Digital Freedom Campaign hosts first Freedom Band Showcase Tomorrow Night
Digital Freedom Campaign hosts first Freedom Band Showcase Tomorrow Night
Digital Freedom Campaign hosts first Freedom Band Showcase Tomorrow Night

    Get Involved Today

    Tomorrow night at the Rock and Roll Hotel on DC’s up-and-coming H-Street, the Digital Freedom Campaign will be hosting a concert with Baumer, DC-based Exit Clov, and Jonathan Coulton (there may be a few spaces left—email here if you’re interested).

    Each of these artists are using the Internet to get their sound out, talk to fans, schedule gigs, and sell music. All are on MySpace which lets fans listen and buy tracks. Baumer has uploaded a number of their music videos for listeners to share via YouTube and even has provided a way to set their music as your mobile phone’s ringtone.

    Exit Clov too has uploaded their produced and live recorded concerts to the web, and sells DVDs of the performances as an additional stream of revenue. They’ve also opted to make their tracks “podcast safe,” meaning podcasters who’ve joined the Podcast Safe Music Network can include their Exit Clov’s tracks in their podcast, without paying royalties or fearing litigation. This win-win relationship between the artists and podcasters in this network gives artists exposure that lead to sales, and podcasters a cost-effective way to provide content to listeners. Oh and the exposure to new artists and content is great for us podcast listeners, too.

    If you haven’t heard the buzz on “JoCo,” he was recently written up in the New York Times Magazine. He’s not just unique as a programmer turned musician, he too is an artist who has truly taken advantage of web2.0 tools. Like Exit Clov, he uses eventful to alert fans of his next gigs, and he decides where his next concert will be based on blog feedback—picking and choosing where his next show will be the most successful. Not only does Jonathan provide listeners with creative commons licensed and DRM free tracks, lyrics, guitar tabs, he’s also down with fans using his tracks to create their “own video, short story, half-pony-half-monkey-monster sculpture, etc.” And listeners/users have submitted tons of their own mashed-up content, which he links back to on his site. This approach has not only given him awareness through hilarious YouTube machinima of his tracks (careful, not necessarily safe for work), but the album art for his “Thing a Week” project was crowd-sourced, where fans created their own and submitted it.

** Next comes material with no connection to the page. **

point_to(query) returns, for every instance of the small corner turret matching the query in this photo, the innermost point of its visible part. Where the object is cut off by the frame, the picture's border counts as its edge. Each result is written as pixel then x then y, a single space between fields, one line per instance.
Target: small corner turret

    The artists performing tomorrow night are a sample of creators who are promoting their content in non-traditional ways—that would have been unthinkable even just a few years ago—and (often to their amazement) it’s working. More than ever before, their livelihood and their fans’ enjoyment rely on the ability of technology innovators to invent new ways to create, share, and sell. And that’s what the Digital Freedom Campaign is all about. Hope to see you tomorrow night!